About limitations on painting large

One of my Arboretum paintings slipped between the cracks last week, metaphorically speaking, so I thought I would keep to my weekly blogging schedule by discussing it. (And to be honest, I don’t yet have photos prepared for my other potential topics.) I call this one “Among the Japanese Maples”. Along with the Visitors Center painting that led off last week’s blog, it constitutes the largest size that I paint en plein air–16 by 20.

Ironically, my very first plein air painting was 20 x 24–that happened because I just didn’t know any better! It was in a Stan Mueller workshop, and eyebrows went up all around the field when I brought forth my canvas. Would you like to see the result?

York River Meander, 20×24
Not so bad for my first one? Of course, it was the only one I painted that whole day. Nowadays I often complete two paintings if I have both morning and afternoon to work.

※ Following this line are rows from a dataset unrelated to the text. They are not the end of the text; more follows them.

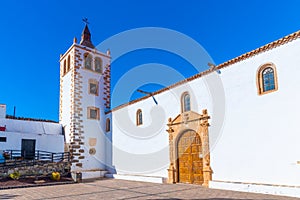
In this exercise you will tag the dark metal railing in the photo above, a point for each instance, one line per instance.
(18, 158)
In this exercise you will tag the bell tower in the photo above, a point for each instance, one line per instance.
(84, 99)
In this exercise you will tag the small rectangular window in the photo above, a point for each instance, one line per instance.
(93, 113)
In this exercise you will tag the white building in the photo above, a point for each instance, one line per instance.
(237, 129)
(29, 136)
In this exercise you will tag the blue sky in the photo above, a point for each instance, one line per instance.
(34, 33)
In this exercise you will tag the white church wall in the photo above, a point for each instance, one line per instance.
(66, 105)
(2, 111)
(48, 135)
(144, 150)
(93, 129)
(259, 141)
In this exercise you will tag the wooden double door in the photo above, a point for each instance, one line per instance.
(189, 163)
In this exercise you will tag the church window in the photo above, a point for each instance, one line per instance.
(64, 67)
(93, 113)
(93, 87)
(68, 63)
(139, 117)
(267, 79)
(185, 102)
(107, 125)
(98, 65)
(88, 61)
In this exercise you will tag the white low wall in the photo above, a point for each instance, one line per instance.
(282, 190)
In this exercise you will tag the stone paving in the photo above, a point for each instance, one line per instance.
(121, 189)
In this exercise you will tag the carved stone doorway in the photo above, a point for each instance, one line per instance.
(190, 162)
(189, 149)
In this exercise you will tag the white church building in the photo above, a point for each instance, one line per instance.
(234, 126)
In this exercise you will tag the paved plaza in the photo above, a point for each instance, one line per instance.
(121, 189)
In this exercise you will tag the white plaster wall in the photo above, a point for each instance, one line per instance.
(93, 128)
(50, 143)
(258, 142)
(2, 111)
(144, 150)
(66, 105)
(48, 135)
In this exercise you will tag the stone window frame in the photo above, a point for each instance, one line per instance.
(89, 112)
(94, 81)
(139, 117)
(183, 103)
(107, 125)
(260, 79)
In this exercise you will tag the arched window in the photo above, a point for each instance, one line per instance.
(98, 65)
(185, 102)
(139, 117)
(88, 61)
(68, 63)
(107, 125)
(267, 79)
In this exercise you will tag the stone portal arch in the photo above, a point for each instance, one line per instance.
(189, 149)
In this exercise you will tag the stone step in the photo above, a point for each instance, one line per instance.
(134, 177)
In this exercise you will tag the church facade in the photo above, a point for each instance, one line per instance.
(234, 126)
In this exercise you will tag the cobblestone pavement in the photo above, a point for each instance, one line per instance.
(121, 189)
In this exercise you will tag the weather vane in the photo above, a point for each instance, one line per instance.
(85, 20)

If that original workshop had been with Stapleton Kearns, I would still be painting outdoors on the larger canvases. Stape argues that it is easier to paint large. I am a fast painter too, so I think it would have worked for me. But I did not have the right easel for it then, and still do not. For something this large, the best easel is a thing called the Gloucester easel, or a facsimile thereof. Think “teepee” and almost that big. The other two kinds of outdoor easels are the pochade box–basically a box containing paint and palette that sets up on a tripod with your canvas secured to the open lid–and the French or Julien easel, which is a bigger box with legs attached and an adjustable mast to secure large canvases. I have used both, and grew to prefer the pochade box because it is more lightweight and easier to set up.

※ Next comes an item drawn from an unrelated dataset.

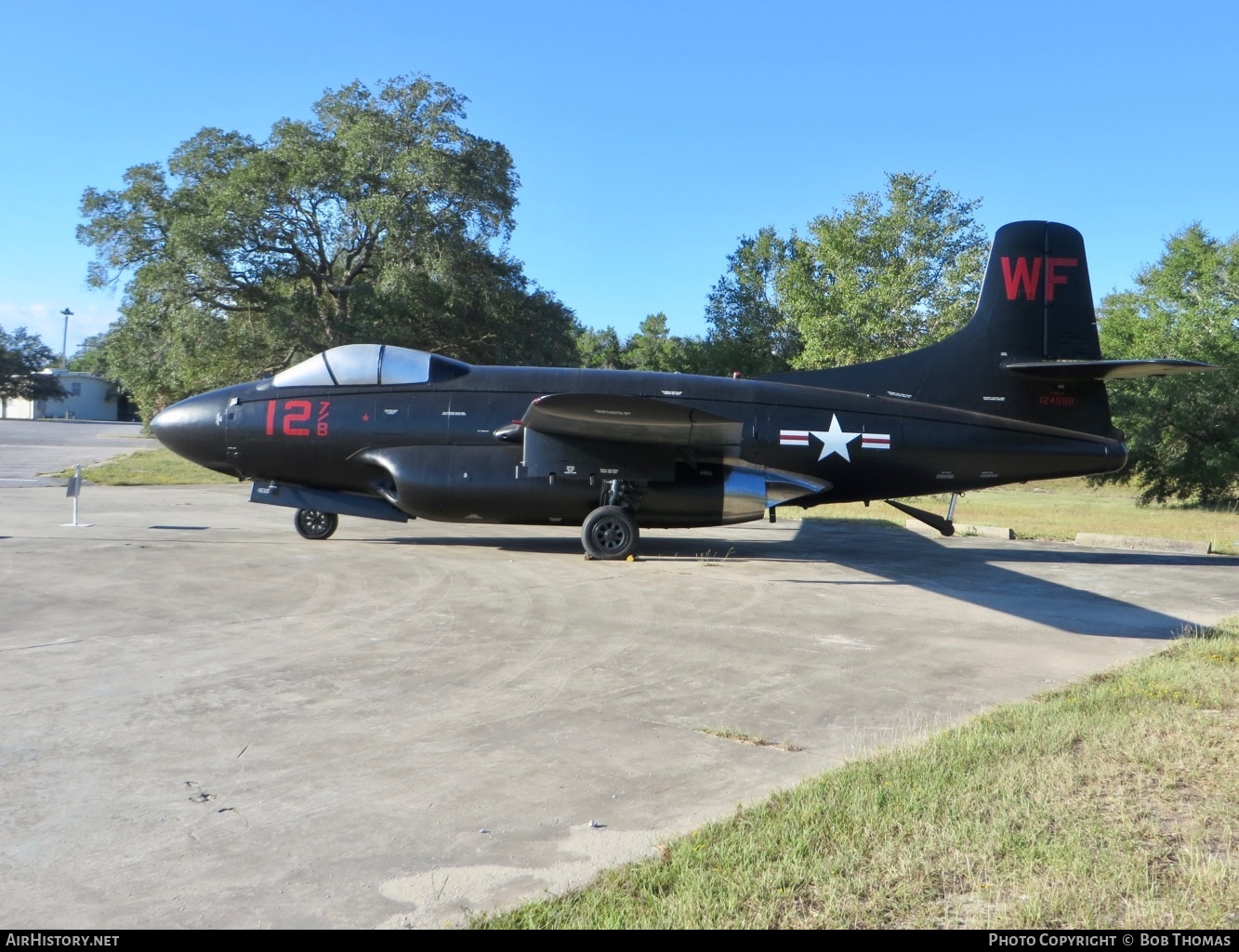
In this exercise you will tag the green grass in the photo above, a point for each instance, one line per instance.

I stretch occasionally to paint the 16 x 20 on my pochade box easel because (A) I need a large format for some reason–like the huge Arboretum exhibit room, or (B) I happen to have that size canvas on hand. It won’t fit on the lid of my pochade box–in fact it dwarfs the lid– so I have to clip it to one side, which is not very stable. But when you paint en plein air, you put up with a lot of unpleasantness–bugs, wind, cold, heat, sunburn . . . and wobble. I’m sure I am forgetting something else that belongs on that list.

Anyway, my Japanese Maple will be among the largest artworks in the Arboretum exhibit, and I just hope it shows up well in its frame on that wall.